A natural experiment in the loss of the ULP2 gene might have occurred in microsporidial species. Microsporidia are intracellular parasites related to fungi that have undergone drastic genome reductions52. In Encephalitozoon spp., which have only ~2000 genes, no clear ULP2 ortholog is found, although at least a rudimentary SUMO ligation system still appears to exist based on available genome sequences. Different microsporidial species might have independently evolved ways of maintaining a balance between SUMO conjugation and deconjugation as components of the SUMO system were lost or reduced.
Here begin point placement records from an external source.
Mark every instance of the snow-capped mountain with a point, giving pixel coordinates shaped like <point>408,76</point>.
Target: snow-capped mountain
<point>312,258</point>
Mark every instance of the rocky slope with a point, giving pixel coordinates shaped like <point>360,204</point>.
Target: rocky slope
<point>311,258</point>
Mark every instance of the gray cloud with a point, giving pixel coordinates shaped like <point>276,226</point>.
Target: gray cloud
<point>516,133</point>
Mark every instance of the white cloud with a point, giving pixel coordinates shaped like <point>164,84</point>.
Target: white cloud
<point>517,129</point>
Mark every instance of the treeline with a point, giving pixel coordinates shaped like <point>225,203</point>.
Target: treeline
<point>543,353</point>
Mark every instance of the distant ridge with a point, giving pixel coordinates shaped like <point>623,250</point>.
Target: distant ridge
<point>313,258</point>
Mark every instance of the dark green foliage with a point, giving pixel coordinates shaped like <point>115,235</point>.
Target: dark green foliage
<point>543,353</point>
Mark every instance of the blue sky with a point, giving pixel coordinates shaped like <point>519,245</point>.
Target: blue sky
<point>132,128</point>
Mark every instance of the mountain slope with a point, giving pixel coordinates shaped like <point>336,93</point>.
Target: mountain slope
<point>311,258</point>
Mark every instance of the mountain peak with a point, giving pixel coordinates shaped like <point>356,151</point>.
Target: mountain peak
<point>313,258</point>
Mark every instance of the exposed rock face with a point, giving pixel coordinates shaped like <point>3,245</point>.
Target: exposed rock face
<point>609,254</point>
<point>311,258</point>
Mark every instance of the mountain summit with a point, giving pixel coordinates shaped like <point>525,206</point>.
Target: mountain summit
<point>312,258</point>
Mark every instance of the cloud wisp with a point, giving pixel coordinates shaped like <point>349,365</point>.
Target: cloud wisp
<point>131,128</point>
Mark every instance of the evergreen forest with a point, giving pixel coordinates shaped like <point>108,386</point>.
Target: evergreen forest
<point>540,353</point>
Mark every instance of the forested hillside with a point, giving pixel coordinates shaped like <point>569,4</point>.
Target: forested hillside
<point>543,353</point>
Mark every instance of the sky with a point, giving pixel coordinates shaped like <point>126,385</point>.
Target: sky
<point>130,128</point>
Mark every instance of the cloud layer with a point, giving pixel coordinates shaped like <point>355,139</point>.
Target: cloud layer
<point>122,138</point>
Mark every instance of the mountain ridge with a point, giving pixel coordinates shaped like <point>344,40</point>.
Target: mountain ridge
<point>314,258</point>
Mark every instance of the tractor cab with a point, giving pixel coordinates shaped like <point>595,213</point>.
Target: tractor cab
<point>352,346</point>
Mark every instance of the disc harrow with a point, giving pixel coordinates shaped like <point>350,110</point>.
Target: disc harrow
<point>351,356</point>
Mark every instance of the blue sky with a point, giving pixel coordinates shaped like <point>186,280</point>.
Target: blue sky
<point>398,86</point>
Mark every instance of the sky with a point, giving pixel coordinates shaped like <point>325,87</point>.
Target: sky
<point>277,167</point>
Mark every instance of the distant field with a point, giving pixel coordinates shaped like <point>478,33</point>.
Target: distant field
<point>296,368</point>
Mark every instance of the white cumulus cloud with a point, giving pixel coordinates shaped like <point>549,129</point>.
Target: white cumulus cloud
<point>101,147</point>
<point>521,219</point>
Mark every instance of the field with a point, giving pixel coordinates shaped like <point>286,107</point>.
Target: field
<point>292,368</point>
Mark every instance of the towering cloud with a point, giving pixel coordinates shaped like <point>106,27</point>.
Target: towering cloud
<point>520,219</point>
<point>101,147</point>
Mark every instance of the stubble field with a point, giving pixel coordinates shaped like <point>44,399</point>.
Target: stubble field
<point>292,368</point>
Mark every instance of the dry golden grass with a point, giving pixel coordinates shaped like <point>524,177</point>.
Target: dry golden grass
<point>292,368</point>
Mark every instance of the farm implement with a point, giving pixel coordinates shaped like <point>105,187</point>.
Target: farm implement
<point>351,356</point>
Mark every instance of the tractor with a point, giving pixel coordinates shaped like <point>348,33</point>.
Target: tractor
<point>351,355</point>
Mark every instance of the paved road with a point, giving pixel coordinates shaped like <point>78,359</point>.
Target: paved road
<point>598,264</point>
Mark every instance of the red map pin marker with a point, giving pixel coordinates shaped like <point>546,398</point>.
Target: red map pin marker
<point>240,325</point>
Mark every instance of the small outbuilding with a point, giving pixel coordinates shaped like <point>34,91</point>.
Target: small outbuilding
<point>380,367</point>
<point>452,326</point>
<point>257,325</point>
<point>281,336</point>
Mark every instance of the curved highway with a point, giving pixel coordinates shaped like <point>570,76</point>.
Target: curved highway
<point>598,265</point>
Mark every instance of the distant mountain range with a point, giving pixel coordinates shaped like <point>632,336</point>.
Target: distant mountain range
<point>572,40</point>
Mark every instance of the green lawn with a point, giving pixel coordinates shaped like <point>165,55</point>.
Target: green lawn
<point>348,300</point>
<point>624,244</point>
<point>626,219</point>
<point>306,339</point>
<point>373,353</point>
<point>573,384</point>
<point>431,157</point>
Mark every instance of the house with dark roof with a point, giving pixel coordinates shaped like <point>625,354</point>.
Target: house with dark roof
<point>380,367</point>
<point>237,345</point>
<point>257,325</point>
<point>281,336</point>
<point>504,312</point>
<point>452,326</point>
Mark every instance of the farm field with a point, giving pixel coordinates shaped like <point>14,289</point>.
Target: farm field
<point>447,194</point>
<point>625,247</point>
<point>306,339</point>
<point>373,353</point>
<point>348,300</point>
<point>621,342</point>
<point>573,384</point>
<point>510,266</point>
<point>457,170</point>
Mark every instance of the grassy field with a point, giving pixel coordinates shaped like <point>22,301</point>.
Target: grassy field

It should be possible in many cases to trace the complex pathways of long-term genetic change occurring in response to loss or inhibition of cellular enzymes, as demonstrated in the current study. The ability of aneuploidy to serve as a suboptimal but rapid response to cellular stress, is now well documented; However, long-term responses to aneuploidy have been only minimally investigated7. These responses may not only be relevant to tumorigenesis, as noted above, but to aging and drug resistance. For example, we found that yeast ulp2 mutants are unusually resistant to rapamycin. Rapamycin treatment boosts longevity in many species, and mTORC1 inhibitors are now being considered for use in humans53. Our data suggest that genetic background and tissue heterogeneity may have major effects on the efficacy of such treatments.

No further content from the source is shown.